First American Asset Management has doubled its inflation-indexed bond exposure, from 2% to nearly 6%, by buying over $120 million in TIPS over the past six weeks, according to portfolio manager David Steele. The trade was driven not only by concerns about inflation, but also the perceived rich valuations of Treasuries, especially at the short end of the curve. The firm plans on remaining active, at least for the time being, in the 30-year TIPS sector. Steele plans on keeping the TIPS position at least until one of two things occur: the yield on the benchmark 10-year TIP bond drops through the 3% level (it is currently 3.50%), or the two-year note yield backs up 75 basis points, to 5.42% from its current 4.67% yield.

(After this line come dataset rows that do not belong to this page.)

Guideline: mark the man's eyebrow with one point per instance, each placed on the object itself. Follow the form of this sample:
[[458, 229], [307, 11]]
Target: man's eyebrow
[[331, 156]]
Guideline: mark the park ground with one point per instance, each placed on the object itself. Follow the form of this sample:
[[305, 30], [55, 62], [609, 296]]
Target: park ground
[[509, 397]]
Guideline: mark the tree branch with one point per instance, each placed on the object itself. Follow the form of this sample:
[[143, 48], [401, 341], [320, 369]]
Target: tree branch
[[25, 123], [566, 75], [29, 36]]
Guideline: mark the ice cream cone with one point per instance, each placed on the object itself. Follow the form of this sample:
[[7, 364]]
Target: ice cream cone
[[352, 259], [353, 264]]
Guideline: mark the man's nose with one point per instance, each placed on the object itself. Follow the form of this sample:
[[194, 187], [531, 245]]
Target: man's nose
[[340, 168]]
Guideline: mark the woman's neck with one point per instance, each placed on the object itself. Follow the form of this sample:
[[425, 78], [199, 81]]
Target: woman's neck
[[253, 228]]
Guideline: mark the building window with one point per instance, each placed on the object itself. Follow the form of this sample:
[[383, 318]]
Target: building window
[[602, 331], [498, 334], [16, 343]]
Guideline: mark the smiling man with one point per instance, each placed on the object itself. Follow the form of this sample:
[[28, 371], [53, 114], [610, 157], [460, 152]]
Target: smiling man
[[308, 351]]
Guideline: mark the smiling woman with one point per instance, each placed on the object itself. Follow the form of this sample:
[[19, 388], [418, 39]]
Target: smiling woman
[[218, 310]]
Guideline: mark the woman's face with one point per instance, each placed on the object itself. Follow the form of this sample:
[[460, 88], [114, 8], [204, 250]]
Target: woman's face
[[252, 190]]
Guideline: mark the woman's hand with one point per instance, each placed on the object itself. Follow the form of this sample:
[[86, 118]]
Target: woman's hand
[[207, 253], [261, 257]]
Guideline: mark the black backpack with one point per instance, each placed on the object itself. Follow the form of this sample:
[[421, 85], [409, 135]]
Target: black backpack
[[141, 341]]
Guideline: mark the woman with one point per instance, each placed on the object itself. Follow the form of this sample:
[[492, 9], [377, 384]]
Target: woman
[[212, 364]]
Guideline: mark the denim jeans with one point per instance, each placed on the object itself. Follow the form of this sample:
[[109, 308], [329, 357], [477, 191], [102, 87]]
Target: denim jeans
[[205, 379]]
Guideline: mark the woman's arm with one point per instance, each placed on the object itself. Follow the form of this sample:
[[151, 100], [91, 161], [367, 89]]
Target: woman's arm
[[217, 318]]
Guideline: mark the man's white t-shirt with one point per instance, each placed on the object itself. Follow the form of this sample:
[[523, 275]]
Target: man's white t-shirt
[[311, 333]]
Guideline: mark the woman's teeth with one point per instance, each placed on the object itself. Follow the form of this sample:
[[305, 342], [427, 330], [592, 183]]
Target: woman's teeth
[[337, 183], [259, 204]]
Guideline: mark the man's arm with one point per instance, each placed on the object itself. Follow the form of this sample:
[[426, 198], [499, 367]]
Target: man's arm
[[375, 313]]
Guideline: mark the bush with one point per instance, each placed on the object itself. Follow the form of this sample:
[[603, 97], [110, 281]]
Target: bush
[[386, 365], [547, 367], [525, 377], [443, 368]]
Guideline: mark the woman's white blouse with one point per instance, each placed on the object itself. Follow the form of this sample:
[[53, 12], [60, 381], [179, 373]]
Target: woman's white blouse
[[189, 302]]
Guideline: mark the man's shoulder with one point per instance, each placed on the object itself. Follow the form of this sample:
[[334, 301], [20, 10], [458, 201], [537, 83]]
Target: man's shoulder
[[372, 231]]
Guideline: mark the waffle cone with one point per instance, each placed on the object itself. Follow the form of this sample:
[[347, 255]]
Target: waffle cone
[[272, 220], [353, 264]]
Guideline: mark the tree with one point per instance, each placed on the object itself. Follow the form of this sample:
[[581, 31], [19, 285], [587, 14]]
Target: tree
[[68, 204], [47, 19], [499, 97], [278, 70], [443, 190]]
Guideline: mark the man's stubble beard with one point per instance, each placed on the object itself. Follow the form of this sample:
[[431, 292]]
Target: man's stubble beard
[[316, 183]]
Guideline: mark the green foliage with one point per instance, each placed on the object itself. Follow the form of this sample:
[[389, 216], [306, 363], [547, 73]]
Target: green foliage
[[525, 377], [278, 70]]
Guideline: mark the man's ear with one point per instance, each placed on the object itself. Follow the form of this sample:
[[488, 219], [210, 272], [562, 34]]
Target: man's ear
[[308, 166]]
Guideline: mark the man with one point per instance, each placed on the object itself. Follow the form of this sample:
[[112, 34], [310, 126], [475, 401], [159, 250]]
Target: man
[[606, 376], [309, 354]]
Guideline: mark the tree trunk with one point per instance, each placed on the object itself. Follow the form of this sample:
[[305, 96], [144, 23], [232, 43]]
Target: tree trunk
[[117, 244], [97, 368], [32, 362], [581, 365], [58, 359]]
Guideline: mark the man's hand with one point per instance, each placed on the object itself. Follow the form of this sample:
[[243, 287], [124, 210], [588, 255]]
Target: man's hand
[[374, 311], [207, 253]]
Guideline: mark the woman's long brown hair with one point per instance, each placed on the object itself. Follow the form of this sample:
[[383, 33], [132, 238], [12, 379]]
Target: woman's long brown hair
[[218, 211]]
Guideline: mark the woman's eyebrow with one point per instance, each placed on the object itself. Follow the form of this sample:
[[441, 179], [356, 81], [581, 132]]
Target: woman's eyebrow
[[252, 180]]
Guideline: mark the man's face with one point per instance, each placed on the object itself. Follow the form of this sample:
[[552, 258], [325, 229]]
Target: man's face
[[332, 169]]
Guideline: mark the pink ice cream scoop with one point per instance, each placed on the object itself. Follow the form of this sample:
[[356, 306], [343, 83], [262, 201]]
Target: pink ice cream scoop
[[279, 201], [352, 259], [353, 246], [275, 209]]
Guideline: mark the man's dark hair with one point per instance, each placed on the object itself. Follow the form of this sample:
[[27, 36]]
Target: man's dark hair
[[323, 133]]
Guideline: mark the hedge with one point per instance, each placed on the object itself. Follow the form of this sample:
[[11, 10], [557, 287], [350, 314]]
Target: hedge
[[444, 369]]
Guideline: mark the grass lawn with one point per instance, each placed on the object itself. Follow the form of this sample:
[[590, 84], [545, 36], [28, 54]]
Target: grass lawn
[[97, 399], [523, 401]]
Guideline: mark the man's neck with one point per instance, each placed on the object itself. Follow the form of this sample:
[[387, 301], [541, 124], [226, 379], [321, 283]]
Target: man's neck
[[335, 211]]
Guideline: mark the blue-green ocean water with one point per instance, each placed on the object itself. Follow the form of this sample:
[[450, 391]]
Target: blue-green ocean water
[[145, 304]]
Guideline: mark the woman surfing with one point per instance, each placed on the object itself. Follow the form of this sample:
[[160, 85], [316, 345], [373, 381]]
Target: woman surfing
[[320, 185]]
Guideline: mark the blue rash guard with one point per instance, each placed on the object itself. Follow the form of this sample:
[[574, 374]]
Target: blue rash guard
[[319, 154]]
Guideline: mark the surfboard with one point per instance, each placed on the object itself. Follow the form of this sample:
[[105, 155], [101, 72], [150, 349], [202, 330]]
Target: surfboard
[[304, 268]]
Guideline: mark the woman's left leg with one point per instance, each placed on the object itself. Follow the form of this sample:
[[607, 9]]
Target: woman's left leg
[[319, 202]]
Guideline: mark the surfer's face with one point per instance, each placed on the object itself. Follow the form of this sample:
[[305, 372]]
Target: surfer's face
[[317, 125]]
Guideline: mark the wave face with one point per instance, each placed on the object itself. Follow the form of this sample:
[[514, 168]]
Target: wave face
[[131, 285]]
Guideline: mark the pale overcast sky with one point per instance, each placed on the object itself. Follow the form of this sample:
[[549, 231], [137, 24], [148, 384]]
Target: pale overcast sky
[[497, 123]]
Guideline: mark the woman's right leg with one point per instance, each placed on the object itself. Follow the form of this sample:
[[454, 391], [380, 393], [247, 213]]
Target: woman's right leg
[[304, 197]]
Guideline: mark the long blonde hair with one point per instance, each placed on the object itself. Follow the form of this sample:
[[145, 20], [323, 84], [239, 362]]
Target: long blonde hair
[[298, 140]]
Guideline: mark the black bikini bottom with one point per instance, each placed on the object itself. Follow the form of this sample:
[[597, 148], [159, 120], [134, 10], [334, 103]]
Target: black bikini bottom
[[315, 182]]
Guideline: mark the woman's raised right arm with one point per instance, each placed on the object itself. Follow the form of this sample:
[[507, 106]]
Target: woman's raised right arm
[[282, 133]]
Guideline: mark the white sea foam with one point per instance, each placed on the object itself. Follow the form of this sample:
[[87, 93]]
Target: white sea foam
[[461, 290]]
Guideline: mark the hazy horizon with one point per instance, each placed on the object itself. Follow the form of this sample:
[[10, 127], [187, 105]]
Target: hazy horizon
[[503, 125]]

The $3.5 billion-in-assets fund has also been active in the corporate market, by expanding its existing positions in the banking sector, especially 10-year maturity paper, although Steele would not disclose specific names. The fund has also purchased several different telecom credits recently in the secondary market. Steele notes the fund is currently 5% underweight its bogey in the mortgage sector, something he attributes to the desire for corporate exposure in this market. The mortgage trades he has on currently are frequently of a barbell nature, combining structured CMO product with either discounts or slight premium coupon pass-throughs, in an attempt to grab as much convexity as possible. As a rule of thumb, Steele also is staying away from the new Fannie Mae and Freddie Mac subordinated notes, reasoning that the Street has not fully assessed the credit implications, and thus price levels, of their subordinated structure.
The Minneapolis based fund has an asset allocation of 37% corporates, 28% MBS, 17% Treasuries, 11% ABS and 5% ABS. Its duration of 4.55 years is roughly neutral to that of its benchmark, the Lehman Brothers aggregate.